We’re often asked: “what service commitments can you make?” Agency Service Level Agreements (SLA’s) are those baseline commitments. For us, often an agency for agencies, the Service Level Agreement is a partner promise that comes with defined consequences if broken.
Background To Our Service Level Agreements
“Change is the only constant..." (said Heraclitus) something we often hear and know is true. In the context of services, this of course nods to agile and its principles, which help provide a success management framework to manage constant change to ensure partner success. And within any model that supports execution, customers or partners should be involved.
There is a lot going on behind the curtain.
For success to happen, there need to be structures which aid collaboration and coordination—with or without cadence per needs. Beyond the internal agency system which is working to build a solution, there is a complete support team engaged and involved in architecting and building the right operational system to ensure efficient and effective agency-to-agency collaboration (aka: doing the right things at the right time).
This is true especially for agency support services as customer requests could vary in urgency, complexity, and risk levels. The collaborative play generally involves reducing resolution and communication time while ensuring an effective solution.
All of this, when converted to measurable metrics and success criteria, ultimately defines the Service Level Agreement. These SLA's help us set clear and measurable guidelines and to eliminate confusion while defining what is and what is not acceptable. Eventually this establishes clarity: our commitment to our partners.
Tailoring Service Level Agreements: The Basics
The success of a support engagement is entirely determined by how much an agency is able to reduce response and resolution time for the customer. This depends on the complexity, the scope of work, and the velocity of work coming in by re-architecting the operational ecosystem. For example, an agency may want create an offshore team for a strategic partner to accommodate their time zone, essentially ensuring availability for efficient resolution and response times.
What does this depend on?
Tailoring is most often not dependent on the actual process of ticket closure, ticket collection, or ticket response, for which agencies normally have established baselines and frameworks. Rather this is based on:
- How the subunits in an agency are structured (to aid efficiency)
- The capability tiers within an agency (to manage complexity and delegation)
- Engineers managing the service requests (value system including softer skills such as communication)
For instance, a certain type of ticket created for an incident that occurred at the backend server may need to be pushed to a particular kind of functional crew (Centers of Excellence) or a different capability tier. The complexity and risk level of the ticket determines the capability tier to which the ticket should be delegated.
The more tiers there are available, the more advanced the SLA definitions, giving clients complete coverage across a range of issues with varying complexity.
Global teams have an effect.
With geographically distributed teams, SLA definitions could get another degree of flexibility (to aid efficiency) particularly if the company allows its team members to work for a certain number of planned and proactively communicated hours. We can have team members working within clients’ time zone, as required. We have found that this model is clearly scalable, for it provides a feasibility to build pods (fully functional in capability) covering more geographies, ultimately speeding up resolution times for our clients with strategic "geo-positioning."

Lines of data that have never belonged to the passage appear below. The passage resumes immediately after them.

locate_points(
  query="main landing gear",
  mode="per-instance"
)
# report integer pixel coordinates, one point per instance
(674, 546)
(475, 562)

Designing More Holistic SLA’s: Key Considerations
While support SLA’s will, first and foremost, deal in aspects revolving around defect resolution, a holistic SLA must cover more than just reactive maintenance needs. Maintenance partners also need to consider their partners’ longer term needs along with short term return on investments.
What about “preventive” maintenance?
Once support teams begin working on tickets, they’ll often find that there are other problems that run deeper on the end-client’s site, for example. The site may not adhere to prescribed standards, which could mean that further down the line it will not be scalable and the code will not be optimized for performance. Proactive, corrective, adaptive maintenance as separate streams demand separate centers of excellence as we scale.
At this point, support agencies can either resolve the superficial issue and close the ticket, or they can view this as an opportunity to consult with the client about considerations that will prove valuable in the long term. Mature agencies will take the opportunity to offer consultative value to their clients, helping them move closer to their long-term vision on their success journey.
SLA’s should therefore be designed to include implicit, non-functional expectations which are also part of maintenance. These can be based around security requirements, performance optimization, and scalability (e.g. the number of users, adding more functions, etc.).Through experience we have generally observed, maintenance services generally are supported in parallel with managed end-to-end projects.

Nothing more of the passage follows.